XR-Installation GNOTHI SEAUTON (Erkenne Dich selbst)
XR-Installation GNOTHI SEAUTON (Erkenne Dich selbst), Foto: Deutsches Museum München, CC BY 4.0

Wenn es darum geht, digital Storytelling in AR oder VR an unseren eigenen Museumsobjekten zu testen, setzen wir auf die enge Zusammenarbeit mit Universitäten. In diversen Abschlussarbeiten und Seminarprojekten wurden AR-Anwendungen mit transparenten Screens oder Gamification-Elementen ebenso getestet, wie VR-Anwendungen mit Multiplayer-Szenarien oder haptischem Feedback. In der engen Begleitung der Arbeiten gewinnen wir Einblicke in technische Möglichkeiten und neue Vermittlungsformate.

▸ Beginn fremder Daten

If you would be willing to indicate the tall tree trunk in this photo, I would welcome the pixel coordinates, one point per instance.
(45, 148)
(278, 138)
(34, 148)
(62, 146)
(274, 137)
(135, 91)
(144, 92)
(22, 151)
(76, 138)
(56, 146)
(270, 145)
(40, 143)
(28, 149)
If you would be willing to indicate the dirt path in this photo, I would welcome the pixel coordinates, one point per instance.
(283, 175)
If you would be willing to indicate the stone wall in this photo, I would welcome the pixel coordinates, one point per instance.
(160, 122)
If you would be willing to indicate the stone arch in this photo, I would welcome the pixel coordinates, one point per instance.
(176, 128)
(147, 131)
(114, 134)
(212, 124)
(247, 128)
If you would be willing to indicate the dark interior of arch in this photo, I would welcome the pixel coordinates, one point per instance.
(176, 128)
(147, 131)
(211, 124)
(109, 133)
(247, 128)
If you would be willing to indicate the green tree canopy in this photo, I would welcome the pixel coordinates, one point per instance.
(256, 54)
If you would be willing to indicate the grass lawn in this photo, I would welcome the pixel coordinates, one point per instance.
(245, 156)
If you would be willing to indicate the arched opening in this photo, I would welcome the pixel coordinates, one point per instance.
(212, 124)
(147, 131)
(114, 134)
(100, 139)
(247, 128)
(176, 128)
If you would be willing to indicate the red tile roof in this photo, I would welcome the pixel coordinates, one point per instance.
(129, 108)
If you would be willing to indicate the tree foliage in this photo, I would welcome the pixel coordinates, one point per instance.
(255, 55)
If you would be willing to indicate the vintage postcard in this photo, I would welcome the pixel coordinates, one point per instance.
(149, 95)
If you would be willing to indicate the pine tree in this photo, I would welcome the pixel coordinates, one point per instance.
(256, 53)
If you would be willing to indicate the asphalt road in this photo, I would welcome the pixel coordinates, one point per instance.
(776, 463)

Gerade erst ging ein Praktikumsseminar der Arbeitsgruppe Medieninformatik an der LMU zu Ende, das wir als Praxispartner begleiten durften. In vier Studierendengruppen wurden VR- und AR-Prototypen für unsere Ausstellungsobjekte entworfen. Besonders interessant für uns war die Herangehensweise der Studierenden. Während wir oft nur an einzelne Objekte oder Ausstellungsinhalte denken, versuchten die Studierenden Zusammenhänge zwischen Ausstellungsinhalten virtuell herzustellen – inhaltlich, historisch und wissenschaftlich. Wie zum Beispiel beeinflussten neue technologische Errungenschaften gesellschaftliche Entwicklungen.

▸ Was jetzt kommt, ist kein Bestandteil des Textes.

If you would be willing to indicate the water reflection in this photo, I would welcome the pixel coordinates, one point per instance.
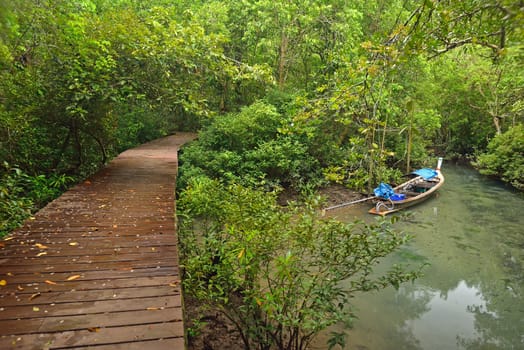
(449, 317)
(471, 296)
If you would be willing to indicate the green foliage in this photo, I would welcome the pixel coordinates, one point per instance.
(21, 194)
(505, 157)
(277, 274)
(247, 148)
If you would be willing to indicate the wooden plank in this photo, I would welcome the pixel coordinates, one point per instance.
(98, 267)
(59, 297)
(153, 336)
(85, 322)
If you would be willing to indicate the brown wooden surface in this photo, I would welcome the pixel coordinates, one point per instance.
(98, 267)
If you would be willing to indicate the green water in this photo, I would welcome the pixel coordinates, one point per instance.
(472, 294)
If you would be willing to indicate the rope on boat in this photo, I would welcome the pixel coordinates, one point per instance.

Alle vier Projekte sollen nach Wiedereröffnung des Museums mit BesucherInnen getestet werden, einzelne Projekte sollen im Rahmen von Praktika oder Abschlussarbeiten weiterentwickelt und dauerhaft im Museum gezeigt werden. Ich freue mich darauf und kann auch andere Einrichtungen nur dazu ermutigen öfter mal über den Tellerrand zu schauen und sich inspirieren zu lassen – vielleicht ja auch gerade jetzt.